Troops:

I am Excited. My blood rushes. My pulse quickens. I relieve myself of the trappings of responsibility, and cast aside civility like ladies underwear.  Vegas and Boston are distant memories, and now it's time for mardi gras.  MARDI GRAS! M-A-R-D-I-G-R-A-S! Can you see it?? Parades streaming down Canal...Gallon Jugs of Beer by the waterfront...Beads hanging from my neck like a strand of victory scalps...Boobs quivering under a naked moon...Bourbon Street stretched out like the wine-soaked carpet of the Pharoahs...Golden Coconuts cast into the masses like a benedictory grenade...Casinos calling your name ("Bito, Bito")...Crawfish! Booze! Flesh! My god!! In 64 hours I will disgorge myself from the hotel, stiff drink in hand, a smile on my face, and amble an easy two blocks into the Heart of Hedonism. I survey all that I see. These are my peoples. My subjects.  Engorge yourself in the finest delights terra firma has to offer. Morals to the wind. I will live like a king, for I am a king. The King of New Orleans.  My friends, follow me to the promised land.

It is good to be alive.

-Ben akaThe King of New Orleans
More Fun than Too Much Fun....  Enter Mardi Gras 2002
Trying to get E-Love to show up in New Orleans, we've got Mardi Gras Prose:

Dr.
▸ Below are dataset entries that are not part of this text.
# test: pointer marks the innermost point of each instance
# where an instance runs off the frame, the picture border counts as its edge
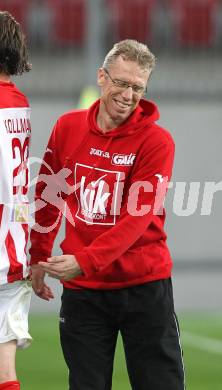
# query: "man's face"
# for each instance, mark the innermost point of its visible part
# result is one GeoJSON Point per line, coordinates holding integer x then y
{"type": "Point", "coordinates": [122, 86]}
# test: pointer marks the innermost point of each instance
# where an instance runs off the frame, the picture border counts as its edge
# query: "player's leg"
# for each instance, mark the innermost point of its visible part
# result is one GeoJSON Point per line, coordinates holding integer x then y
{"type": "Point", "coordinates": [7, 361]}
{"type": "Point", "coordinates": [88, 340]}
{"type": "Point", "coordinates": [15, 301]}
{"type": "Point", "coordinates": [151, 338]}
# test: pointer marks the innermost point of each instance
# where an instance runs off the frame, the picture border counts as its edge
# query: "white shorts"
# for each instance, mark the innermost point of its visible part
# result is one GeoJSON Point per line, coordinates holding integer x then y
{"type": "Point", "coordinates": [14, 308]}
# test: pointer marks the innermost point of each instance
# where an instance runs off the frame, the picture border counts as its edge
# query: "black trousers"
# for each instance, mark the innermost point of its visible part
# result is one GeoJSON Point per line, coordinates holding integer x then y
{"type": "Point", "coordinates": [144, 315]}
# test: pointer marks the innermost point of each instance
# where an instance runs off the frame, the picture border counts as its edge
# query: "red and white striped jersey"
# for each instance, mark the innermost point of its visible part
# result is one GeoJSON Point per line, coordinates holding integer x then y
{"type": "Point", "coordinates": [15, 130]}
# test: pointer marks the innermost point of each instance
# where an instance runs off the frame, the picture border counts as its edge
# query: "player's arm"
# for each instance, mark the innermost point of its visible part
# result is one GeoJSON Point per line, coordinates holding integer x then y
{"type": "Point", "coordinates": [48, 219]}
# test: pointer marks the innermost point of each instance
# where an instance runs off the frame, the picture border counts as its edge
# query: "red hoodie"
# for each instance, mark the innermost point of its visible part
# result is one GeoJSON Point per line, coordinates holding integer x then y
{"type": "Point", "coordinates": [113, 226]}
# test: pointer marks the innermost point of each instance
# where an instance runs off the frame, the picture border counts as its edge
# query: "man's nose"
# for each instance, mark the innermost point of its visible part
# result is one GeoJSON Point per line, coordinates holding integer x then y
{"type": "Point", "coordinates": [127, 93]}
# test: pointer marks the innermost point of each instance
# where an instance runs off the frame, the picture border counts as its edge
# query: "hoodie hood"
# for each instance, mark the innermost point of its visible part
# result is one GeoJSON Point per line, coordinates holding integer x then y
{"type": "Point", "coordinates": [143, 116]}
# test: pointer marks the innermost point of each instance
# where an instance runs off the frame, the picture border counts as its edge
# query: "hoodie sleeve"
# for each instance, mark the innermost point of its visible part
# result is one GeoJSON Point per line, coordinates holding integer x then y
{"type": "Point", "coordinates": [49, 204]}
{"type": "Point", "coordinates": [146, 196]}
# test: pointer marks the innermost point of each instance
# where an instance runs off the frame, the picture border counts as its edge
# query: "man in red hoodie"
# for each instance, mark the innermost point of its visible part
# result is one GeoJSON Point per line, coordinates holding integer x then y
{"type": "Point", "coordinates": [116, 267]}
{"type": "Point", "coordinates": [15, 129]}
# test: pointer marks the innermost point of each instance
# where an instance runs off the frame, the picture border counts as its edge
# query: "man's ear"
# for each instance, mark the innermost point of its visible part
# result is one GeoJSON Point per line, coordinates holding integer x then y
{"type": "Point", "coordinates": [100, 77]}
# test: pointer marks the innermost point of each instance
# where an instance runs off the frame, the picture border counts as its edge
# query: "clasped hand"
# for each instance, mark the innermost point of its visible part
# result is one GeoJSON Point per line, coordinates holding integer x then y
{"type": "Point", "coordinates": [63, 267]}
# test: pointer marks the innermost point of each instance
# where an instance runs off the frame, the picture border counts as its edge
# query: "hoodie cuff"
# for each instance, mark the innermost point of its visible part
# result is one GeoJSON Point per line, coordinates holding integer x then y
{"type": "Point", "coordinates": [35, 259]}
{"type": "Point", "coordinates": [86, 264]}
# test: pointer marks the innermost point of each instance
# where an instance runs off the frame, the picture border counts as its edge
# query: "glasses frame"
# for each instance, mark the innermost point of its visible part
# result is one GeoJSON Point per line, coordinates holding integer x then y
{"type": "Point", "coordinates": [138, 90]}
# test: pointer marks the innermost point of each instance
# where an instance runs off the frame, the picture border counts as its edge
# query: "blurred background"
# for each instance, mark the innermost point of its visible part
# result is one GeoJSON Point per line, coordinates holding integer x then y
{"type": "Point", "coordinates": [68, 40]}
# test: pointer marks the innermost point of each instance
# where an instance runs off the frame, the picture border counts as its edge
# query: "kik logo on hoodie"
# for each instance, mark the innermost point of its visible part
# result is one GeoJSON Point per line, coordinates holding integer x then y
{"type": "Point", "coordinates": [98, 194]}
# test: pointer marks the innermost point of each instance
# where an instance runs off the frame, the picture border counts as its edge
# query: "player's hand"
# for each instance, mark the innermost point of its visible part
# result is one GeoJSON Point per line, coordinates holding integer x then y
{"type": "Point", "coordinates": [63, 267]}
{"type": "Point", "coordinates": [41, 289]}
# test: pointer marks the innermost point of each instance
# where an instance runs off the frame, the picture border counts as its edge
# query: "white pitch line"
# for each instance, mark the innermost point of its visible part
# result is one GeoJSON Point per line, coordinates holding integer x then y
{"type": "Point", "coordinates": [202, 343]}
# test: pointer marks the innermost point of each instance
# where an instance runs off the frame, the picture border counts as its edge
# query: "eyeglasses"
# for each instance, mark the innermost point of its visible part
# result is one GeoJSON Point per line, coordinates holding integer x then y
{"type": "Point", "coordinates": [139, 90]}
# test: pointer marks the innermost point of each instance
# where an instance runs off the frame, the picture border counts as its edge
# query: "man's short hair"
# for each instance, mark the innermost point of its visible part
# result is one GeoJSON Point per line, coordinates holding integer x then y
{"type": "Point", "coordinates": [131, 50]}
{"type": "Point", "coordinates": [13, 48]}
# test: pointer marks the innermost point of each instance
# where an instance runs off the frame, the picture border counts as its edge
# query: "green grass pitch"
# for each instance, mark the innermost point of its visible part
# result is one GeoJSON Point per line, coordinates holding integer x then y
{"type": "Point", "coordinates": [42, 367]}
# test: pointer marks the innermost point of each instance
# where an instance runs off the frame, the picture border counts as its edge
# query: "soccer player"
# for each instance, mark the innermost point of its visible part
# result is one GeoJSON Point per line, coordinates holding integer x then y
{"type": "Point", "coordinates": [116, 266]}
{"type": "Point", "coordinates": [15, 290]}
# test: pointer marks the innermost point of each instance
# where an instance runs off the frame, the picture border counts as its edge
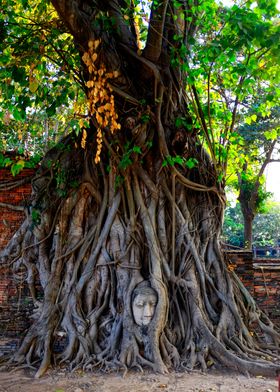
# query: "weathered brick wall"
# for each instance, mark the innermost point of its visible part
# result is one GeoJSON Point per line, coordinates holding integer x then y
{"type": "Point", "coordinates": [242, 262]}
{"type": "Point", "coordinates": [10, 220]}
{"type": "Point", "coordinates": [261, 277]}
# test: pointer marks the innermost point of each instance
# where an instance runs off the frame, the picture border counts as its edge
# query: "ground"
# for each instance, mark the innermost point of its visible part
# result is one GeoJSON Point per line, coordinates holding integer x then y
{"type": "Point", "coordinates": [60, 381]}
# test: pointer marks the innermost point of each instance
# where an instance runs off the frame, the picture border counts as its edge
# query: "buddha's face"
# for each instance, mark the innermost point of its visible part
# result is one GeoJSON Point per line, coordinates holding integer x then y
{"type": "Point", "coordinates": [143, 307]}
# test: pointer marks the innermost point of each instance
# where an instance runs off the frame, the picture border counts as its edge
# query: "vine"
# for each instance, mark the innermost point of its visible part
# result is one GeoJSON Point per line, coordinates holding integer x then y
{"type": "Point", "coordinates": [101, 101]}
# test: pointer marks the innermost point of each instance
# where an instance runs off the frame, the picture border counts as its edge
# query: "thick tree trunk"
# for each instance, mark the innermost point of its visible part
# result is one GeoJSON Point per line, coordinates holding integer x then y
{"type": "Point", "coordinates": [136, 237]}
{"type": "Point", "coordinates": [248, 230]}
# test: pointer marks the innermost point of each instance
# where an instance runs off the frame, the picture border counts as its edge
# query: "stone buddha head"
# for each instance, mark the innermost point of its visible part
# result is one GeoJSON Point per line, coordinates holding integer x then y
{"type": "Point", "coordinates": [144, 301]}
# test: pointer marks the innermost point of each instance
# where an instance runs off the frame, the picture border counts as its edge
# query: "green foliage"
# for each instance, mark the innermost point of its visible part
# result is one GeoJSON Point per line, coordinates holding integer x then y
{"type": "Point", "coordinates": [189, 163]}
{"type": "Point", "coordinates": [266, 226]}
{"type": "Point", "coordinates": [39, 77]}
{"type": "Point", "coordinates": [233, 226]}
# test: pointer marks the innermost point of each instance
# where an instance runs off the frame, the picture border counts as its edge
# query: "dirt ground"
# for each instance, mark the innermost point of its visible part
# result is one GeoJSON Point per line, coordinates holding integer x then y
{"type": "Point", "coordinates": [61, 381]}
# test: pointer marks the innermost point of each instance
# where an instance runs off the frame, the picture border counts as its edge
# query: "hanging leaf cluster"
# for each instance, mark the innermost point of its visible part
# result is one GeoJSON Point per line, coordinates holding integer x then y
{"type": "Point", "coordinates": [101, 101]}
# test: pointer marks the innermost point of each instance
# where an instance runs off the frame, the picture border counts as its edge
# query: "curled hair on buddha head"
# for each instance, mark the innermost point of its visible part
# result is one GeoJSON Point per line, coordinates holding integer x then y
{"type": "Point", "coordinates": [144, 287]}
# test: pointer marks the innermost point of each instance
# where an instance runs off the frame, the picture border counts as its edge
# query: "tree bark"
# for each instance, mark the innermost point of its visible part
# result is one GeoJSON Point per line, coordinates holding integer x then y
{"type": "Point", "coordinates": [138, 216]}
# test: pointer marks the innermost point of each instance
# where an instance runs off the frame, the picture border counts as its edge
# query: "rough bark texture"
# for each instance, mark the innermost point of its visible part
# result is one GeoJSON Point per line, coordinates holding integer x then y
{"type": "Point", "coordinates": [100, 229]}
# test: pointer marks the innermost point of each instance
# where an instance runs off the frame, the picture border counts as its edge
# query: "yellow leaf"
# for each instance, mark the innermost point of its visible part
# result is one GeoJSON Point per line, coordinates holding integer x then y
{"type": "Point", "coordinates": [96, 43]}
{"type": "Point", "coordinates": [33, 86]}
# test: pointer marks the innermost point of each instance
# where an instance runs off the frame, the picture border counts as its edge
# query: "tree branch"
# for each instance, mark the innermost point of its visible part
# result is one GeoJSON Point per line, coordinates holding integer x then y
{"type": "Point", "coordinates": [153, 47]}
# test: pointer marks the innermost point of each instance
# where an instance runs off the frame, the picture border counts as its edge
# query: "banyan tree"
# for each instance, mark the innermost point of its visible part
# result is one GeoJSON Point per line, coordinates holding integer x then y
{"type": "Point", "coordinates": [126, 246]}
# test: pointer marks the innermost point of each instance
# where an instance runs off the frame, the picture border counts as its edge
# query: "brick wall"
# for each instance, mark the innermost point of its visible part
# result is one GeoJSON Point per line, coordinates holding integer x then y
{"type": "Point", "coordinates": [10, 220]}
{"type": "Point", "coordinates": [267, 287]}
{"type": "Point", "coordinates": [260, 276]}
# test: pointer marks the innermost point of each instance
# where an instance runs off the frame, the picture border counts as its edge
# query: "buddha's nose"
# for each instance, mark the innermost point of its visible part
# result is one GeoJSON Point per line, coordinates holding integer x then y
{"type": "Point", "coordinates": [148, 310]}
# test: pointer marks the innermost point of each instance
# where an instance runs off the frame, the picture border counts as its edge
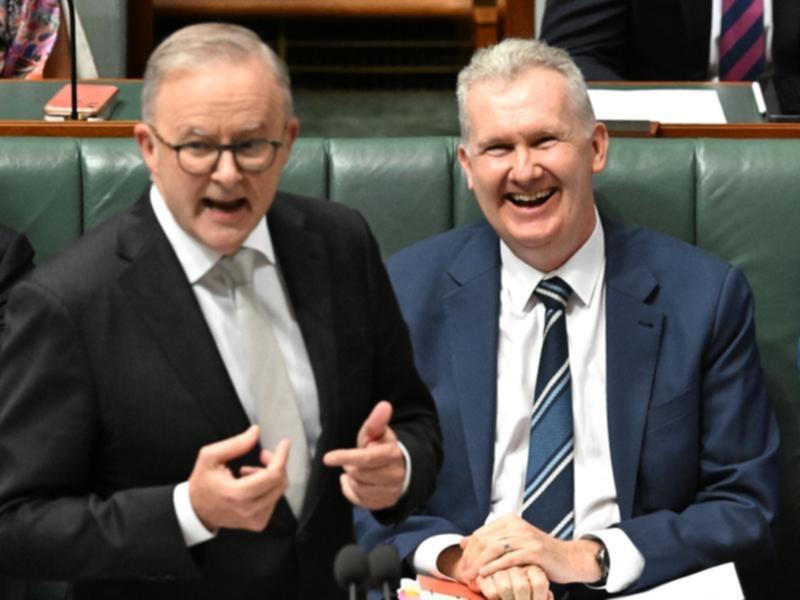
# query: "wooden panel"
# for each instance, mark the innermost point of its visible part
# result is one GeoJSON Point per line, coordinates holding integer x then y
{"type": "Point", "coordinates": [204, 9]}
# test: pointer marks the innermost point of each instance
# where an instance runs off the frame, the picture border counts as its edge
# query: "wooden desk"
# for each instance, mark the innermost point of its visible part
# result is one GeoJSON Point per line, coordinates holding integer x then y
{"type": "Point", "coordinates": [22, 110]}
{"type": "Point", "coordinates": [21, 113]}
{"type": "Point", "coordinates": [744, 120]}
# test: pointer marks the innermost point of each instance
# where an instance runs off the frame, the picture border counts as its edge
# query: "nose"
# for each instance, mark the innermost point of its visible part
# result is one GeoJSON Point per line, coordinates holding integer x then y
{"type": "Point", "coordinates": [226, 172]}
{"type": "Point", "coordinates": [524, 166]}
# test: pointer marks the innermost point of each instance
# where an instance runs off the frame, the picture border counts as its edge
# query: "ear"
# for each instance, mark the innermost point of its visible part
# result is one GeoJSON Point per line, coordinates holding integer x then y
{"type": "Point", "coordinates": [466, 165]}
{"type": "Point", "coordinates": [144, 139]}
{"type": "Point", "coordinates": [292, 129]}
{"type": "Point", "coordinates": [599, 147]}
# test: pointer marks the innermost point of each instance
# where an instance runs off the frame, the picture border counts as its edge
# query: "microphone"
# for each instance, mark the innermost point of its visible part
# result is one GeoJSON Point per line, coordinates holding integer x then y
{"type": "Point", "coordinates": [350, 568]}
{"type": "Point", "coordinates": [385, 569]}
{"type": "Point", "coordinates": [73, 73]}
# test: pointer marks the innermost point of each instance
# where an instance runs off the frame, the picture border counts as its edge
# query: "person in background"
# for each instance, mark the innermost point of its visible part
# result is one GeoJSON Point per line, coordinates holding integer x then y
{"type": "Point", "coordinates": [34, 41]}
{"type": "Point", "coordinates": [675, 40]}
{"type": "Point", "coordinates": [194, 394]}
{"type": "Point", "coordinates": [608, 428]}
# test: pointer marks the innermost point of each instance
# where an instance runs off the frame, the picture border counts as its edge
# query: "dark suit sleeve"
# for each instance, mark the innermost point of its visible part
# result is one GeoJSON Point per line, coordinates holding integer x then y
{"type": "Point", "coordinates": [414, 418]}
{"type": "Point", "coordinates": [594, 32]}
{"type": "Point", "coordinates": [54, 523]}
{"type": "Point", "coordinates": [16, 259]}
{"type": "Point", "coordinates": [736, 498]}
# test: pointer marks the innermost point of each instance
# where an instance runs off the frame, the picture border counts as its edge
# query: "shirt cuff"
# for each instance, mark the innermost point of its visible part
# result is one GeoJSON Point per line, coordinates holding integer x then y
{"type": "Point", "coordinates": [407, 457]}
{"type": "Point", "coordinates": [426, 556]}
{"type": "Point", "coordinates": [625, 564]}
{"type": "Point", "coordinates": [193, 530]}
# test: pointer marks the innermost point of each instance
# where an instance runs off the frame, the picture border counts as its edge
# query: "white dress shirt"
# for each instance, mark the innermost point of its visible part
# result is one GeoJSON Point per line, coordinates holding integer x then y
{"type": "Point", "coordinates": [716, 28]}
{"type": "Point", "coordinates": [519, 346]}
{"type": "Point", "coordinates": [219, 310]}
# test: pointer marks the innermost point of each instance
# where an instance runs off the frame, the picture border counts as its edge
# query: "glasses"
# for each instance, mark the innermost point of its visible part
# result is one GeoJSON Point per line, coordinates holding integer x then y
{"type": "Point", "coordinates": [200, 157]}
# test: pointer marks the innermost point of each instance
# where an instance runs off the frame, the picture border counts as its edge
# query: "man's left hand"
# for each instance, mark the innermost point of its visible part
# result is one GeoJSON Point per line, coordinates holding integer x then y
{"type": "Point", "coordinates": [374, 471]}
{"type": "Point", "coordinates": [513, 542]}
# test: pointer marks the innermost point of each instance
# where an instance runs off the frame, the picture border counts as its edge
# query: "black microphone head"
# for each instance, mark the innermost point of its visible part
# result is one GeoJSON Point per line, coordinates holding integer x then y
{"type": "Point", "coordinates": [350, 566]}
{"type": "Point", "coordinates": [384, 565]}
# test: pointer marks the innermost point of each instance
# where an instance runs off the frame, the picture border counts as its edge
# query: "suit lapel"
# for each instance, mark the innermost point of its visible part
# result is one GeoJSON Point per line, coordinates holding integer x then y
{"type": "Point", "coordinates": [472, 308]}
{"type": "Point", "coordinates": [633, 334]}
{"type": "Point", "coordinates": [304, 266]}
{"type": "Point", "coordinates": [157, 285]}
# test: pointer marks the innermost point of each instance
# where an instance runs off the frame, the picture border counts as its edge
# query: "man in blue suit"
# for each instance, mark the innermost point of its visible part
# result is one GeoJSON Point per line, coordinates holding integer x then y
{"type": "Point", "coordinates": [675, 445]}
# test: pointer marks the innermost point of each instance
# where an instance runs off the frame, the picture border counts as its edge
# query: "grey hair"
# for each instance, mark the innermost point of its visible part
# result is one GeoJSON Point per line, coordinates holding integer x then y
{"type": "Point", "coordinates": [195, 46]}
{"type": "Point", "coordinates": [510, 58]}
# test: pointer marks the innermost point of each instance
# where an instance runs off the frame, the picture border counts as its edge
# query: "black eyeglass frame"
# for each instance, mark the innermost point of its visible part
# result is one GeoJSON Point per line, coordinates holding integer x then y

Beck, he didn't pay,
But Jorge might have another way,
Friends with a car, and a ride for free,
I've got one more day to collect my fee.
- Puck [E Love]

I'm leaving for the airport in an hour
But first, I'm going to take a sh** and shower
If you find out before then about your ride and fee
Give me a CALL so we know if you guys make MD
-B


Dr.Beck never paid any of my monies,
So I missed out on all the Mardi Gras honeys,
Sitting at home - bored, willing and able,
I instead had some fool setup my billiards table!
All weekend long, the beer and balls fell,
My Mardi Gras woes were simple to quell.
A few swigs of nectar, pretty girls at my side,
I though "In New Orleans, I might have died!"
So instead I sat home, and lamented my loss,
With a game of nine balls, and belly full of sauce.
- Puck


E Love it would have been cool to see you.
The trip was better than your home billiards and brew.
G Love put on a show that rocked the venue
Hooter's wings and pitchers of Bud were on the menu.
And don't forget the stripper chicks on Bourbon Street,
the kind of girls we'll never get to meet.
Liz and Sara found their own guys with whom to play around,
Jorge left Michelle home and we were jumping up and down.
The weather was perfect, the casino tables were cold -
I couldn't win a hand, and took home no gold.
Ben had no chance to pick up some chicks
by constantly shouting 'The Irish have big dicks!'
Maybe next year you'll budget you money a little better,
until then all you'll get is some pics and this letter.